Oh – I’m also not insane, nor do I strive to write beer reviews for the insane who accept insane ramblings as legitimate.
Ok, I am a little insane. Insane enough to have had this beer with lunch at Westbrook Lobster (v.Wallingford), getting this cute picture with my son Calvin, not liking it all that much, but then buying a bottle of it for 2 bucks simply because I thought the label was cool.
And in doing so, forcing my other son Damian to try to recreate a soldier’s salute, which turned into an angry tantrum, the beginnings of which is captured in the picture below.
What is wrong with me?
This Czech-style pilsner sports a light golden color and a firm white head. Crisp and refreshing, it has a dry mouthfeel and a pleasant floral aroma with a hop finish. Its Czech authenticity is grounded in the Czech-yeast we use, and the Aromatic malt and Sterling hop give it its distinctive dry, flavorful taste. Stonington Glory celebrates our town’s victory against the British in the 1814 Battle of Stonington, when we turned away a British fleet’s 160 guns with a mere two cannons. Great with: chicken, salads, salmon, bratwurst, berries.
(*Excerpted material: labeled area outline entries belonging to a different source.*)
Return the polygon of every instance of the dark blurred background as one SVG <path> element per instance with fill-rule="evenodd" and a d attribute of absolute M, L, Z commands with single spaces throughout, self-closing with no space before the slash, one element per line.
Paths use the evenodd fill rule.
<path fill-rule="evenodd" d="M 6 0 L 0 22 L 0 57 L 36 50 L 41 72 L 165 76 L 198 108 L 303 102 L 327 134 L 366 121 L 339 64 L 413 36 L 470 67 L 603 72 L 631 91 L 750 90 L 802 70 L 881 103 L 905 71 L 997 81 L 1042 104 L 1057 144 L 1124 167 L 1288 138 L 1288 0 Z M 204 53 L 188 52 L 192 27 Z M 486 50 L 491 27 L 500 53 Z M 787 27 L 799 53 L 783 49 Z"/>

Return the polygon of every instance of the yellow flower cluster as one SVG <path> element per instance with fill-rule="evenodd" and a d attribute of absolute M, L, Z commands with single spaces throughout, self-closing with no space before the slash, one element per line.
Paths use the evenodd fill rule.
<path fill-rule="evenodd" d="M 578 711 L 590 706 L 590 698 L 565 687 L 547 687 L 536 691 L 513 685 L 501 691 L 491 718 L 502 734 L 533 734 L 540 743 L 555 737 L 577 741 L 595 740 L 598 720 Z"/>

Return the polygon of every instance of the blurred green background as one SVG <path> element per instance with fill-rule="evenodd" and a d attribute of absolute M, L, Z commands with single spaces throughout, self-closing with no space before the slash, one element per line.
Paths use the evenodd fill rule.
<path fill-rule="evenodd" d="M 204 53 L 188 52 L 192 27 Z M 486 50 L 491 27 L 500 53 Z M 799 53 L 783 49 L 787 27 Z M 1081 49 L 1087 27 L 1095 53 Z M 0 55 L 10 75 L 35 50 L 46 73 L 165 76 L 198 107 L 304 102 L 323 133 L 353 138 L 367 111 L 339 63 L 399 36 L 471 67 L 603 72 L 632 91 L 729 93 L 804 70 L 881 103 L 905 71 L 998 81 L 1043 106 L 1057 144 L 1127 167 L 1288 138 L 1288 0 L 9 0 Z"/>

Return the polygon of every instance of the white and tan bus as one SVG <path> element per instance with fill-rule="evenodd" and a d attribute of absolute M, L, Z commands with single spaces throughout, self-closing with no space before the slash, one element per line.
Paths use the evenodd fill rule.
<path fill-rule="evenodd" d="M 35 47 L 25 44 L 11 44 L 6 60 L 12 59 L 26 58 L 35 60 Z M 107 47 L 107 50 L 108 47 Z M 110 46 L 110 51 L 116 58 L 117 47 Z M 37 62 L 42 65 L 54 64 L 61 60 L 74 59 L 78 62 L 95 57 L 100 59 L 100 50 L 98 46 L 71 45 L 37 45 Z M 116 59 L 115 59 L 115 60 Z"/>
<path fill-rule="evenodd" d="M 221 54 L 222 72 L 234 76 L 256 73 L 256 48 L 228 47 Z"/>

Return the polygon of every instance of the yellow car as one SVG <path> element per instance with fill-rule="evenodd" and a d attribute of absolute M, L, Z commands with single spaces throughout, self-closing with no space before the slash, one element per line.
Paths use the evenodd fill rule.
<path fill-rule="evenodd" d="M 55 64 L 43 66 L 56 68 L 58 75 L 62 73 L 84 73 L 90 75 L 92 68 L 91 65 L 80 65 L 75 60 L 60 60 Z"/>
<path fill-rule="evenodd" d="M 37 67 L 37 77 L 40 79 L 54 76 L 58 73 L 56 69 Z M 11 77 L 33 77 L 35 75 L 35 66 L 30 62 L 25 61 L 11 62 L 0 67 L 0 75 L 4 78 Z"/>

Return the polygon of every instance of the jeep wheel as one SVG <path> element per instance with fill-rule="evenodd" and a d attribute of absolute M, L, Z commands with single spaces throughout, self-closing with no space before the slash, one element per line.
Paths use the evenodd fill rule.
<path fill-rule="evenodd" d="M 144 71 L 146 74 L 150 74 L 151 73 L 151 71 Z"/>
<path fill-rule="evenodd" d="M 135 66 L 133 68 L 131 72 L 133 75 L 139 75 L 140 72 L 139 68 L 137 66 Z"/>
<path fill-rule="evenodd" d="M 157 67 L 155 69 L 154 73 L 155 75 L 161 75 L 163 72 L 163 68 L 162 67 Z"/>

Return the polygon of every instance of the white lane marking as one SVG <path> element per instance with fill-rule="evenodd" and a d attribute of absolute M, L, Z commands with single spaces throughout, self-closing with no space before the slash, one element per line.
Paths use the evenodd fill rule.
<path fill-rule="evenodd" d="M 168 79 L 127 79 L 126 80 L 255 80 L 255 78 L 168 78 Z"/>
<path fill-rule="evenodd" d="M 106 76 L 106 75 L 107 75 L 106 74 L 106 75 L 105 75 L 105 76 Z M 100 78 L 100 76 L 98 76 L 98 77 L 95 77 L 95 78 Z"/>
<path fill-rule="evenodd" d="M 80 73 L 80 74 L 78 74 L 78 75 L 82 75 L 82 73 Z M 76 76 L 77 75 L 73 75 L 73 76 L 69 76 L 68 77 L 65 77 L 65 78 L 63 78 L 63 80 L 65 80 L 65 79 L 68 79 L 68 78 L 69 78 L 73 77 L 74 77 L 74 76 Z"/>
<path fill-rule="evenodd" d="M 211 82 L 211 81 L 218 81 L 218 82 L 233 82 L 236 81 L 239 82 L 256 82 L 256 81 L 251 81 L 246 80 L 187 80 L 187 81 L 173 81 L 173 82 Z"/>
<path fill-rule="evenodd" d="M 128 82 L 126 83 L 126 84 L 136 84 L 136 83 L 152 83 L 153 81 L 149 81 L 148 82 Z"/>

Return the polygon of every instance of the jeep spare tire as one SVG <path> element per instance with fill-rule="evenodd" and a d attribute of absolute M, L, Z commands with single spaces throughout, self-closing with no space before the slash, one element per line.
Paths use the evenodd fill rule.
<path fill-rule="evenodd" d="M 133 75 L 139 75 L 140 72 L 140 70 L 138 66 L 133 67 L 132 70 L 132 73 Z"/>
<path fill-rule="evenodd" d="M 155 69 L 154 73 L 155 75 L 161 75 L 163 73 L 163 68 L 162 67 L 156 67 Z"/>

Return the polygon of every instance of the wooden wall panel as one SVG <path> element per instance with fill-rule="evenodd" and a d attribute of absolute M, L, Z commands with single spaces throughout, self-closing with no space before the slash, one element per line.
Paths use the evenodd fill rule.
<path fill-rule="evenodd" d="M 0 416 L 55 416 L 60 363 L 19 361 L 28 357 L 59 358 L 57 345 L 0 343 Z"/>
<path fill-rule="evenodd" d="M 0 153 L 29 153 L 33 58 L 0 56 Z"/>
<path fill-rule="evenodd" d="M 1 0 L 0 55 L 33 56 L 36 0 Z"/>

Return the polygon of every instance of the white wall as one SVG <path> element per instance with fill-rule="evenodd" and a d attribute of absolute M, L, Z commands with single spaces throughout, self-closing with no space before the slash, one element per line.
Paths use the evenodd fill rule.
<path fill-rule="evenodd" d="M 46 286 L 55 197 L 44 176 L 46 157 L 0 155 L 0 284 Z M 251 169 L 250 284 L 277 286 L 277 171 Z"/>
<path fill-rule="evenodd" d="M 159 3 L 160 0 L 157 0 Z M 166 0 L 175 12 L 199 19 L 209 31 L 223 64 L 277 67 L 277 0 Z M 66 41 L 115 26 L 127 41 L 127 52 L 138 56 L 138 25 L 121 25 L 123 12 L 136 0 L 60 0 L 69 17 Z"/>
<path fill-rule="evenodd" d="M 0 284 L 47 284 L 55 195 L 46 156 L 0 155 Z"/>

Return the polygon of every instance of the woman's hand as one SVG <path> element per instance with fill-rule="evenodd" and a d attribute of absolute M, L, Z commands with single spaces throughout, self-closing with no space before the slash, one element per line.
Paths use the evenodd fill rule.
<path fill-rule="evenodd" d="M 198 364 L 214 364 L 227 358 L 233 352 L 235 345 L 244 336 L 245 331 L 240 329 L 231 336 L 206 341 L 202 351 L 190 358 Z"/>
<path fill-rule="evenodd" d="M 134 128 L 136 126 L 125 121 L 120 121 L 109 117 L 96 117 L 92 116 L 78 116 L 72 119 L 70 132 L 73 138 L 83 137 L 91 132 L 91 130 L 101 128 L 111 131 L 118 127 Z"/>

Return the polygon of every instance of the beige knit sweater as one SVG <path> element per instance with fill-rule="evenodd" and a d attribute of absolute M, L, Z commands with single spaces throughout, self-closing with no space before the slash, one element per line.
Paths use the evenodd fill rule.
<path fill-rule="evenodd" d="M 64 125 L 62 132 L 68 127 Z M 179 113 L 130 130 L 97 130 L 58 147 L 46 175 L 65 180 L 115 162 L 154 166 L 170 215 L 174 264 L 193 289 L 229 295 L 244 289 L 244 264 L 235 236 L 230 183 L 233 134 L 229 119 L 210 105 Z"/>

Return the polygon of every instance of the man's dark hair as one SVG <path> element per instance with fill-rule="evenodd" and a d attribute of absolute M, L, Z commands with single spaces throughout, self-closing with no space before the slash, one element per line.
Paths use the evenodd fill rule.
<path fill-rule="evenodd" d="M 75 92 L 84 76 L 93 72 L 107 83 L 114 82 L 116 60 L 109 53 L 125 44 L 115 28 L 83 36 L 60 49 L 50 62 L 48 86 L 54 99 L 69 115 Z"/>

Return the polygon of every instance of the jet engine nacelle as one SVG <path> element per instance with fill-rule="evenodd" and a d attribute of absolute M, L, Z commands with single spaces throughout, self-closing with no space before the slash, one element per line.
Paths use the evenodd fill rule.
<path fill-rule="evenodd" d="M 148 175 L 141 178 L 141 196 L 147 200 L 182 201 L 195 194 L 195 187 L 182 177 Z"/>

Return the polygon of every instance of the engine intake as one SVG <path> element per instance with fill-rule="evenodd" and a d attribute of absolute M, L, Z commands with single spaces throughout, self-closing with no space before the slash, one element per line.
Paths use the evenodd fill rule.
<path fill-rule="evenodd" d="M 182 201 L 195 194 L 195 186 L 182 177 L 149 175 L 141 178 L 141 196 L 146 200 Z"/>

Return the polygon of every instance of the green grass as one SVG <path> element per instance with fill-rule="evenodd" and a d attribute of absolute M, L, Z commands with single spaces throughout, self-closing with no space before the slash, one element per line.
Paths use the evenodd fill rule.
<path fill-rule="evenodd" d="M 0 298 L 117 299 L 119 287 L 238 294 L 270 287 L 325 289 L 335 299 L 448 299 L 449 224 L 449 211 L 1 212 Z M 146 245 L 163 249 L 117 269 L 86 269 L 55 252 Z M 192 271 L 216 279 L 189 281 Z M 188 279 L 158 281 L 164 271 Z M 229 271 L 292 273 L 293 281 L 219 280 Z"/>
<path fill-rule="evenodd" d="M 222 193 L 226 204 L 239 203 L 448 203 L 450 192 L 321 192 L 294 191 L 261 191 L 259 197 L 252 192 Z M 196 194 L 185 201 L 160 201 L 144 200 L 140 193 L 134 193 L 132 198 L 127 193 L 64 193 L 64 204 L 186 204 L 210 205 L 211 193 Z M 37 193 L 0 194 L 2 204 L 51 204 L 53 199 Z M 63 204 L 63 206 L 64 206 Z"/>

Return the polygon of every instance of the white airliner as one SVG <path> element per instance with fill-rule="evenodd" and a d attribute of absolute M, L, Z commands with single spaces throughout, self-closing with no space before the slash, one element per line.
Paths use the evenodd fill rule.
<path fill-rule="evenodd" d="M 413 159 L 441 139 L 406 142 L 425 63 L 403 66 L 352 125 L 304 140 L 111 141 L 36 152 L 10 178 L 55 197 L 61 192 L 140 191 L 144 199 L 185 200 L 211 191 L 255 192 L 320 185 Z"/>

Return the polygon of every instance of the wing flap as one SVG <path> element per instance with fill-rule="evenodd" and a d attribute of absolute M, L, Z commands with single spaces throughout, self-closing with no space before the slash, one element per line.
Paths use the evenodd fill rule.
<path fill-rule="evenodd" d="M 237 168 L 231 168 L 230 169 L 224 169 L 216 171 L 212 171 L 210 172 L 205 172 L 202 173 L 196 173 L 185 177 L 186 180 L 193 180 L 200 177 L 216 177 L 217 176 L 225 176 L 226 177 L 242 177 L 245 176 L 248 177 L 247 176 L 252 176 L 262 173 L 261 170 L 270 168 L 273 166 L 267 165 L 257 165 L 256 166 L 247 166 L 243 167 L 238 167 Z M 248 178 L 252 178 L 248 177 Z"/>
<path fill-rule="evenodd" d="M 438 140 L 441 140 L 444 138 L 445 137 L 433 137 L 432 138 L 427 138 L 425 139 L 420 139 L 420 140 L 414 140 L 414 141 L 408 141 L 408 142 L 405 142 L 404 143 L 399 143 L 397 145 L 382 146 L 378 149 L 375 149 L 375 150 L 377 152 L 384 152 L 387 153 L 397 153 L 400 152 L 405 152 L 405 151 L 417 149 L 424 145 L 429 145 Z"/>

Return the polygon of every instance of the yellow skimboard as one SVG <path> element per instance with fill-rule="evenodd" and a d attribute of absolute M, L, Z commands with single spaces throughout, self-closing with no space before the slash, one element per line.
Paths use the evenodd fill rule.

Bratwurst, sure, but what about beef stew?
There was a time, not too long ago, during which I’d write off this pilsner as “just another pilsner.” But then I grew up and realized that there actually ARE good pilsners that differentiate themselves enough from run-of-the-mill pilsners. Our NEBCO Elm City pilsner is a fine, local example of how good a pils can be.
The Cottrell pils is… not as good as Elm City, but it’s not as bad as the green bottle stuff from Europe. It is clean and a bit refreshing, without all that grassy funk that I happen to hate. I didn’t get these bright hop notes I was promised, but perhaps that’s because I’ve had enough DIPA’s in 2014 to have ruined me for all lightly hopped beers for a good two years.
And can I take a moment to give props to Cottrell? There they are, on the Rhode Island border pumping out their standard fare – for more years than anyone in the state not named Hooker – and that’s only when we include the pre-Hooker Trout Brook days. Through the craft beer boom, they’ve held steady, creating a few new distributed brews here and there, as well as some more creative stuff available only in Stonington.
(We can also give props to Cottrell for allowing Mr. Aaron Simoncini to apprentice there which begat his own Beer’d brewery which has begotten a plethora of top quality beer of which I am now completely besotted.)
And thanks for bringing some of Stonington’s wonderful history to the fore. The 1814 Battle of Stonington was, straight up, bad ass. It wasn’t enough that the little town repelled the British in 1777, but they did it again in 1814.
Completely outgunned, little Stonington inflicted enough damage on British warships to send their limey arses scurrying away. The town displays a lot of the artifacts of this battle right in the middle of Stonington Borough for you to enjoy. I highly encourage you to do so.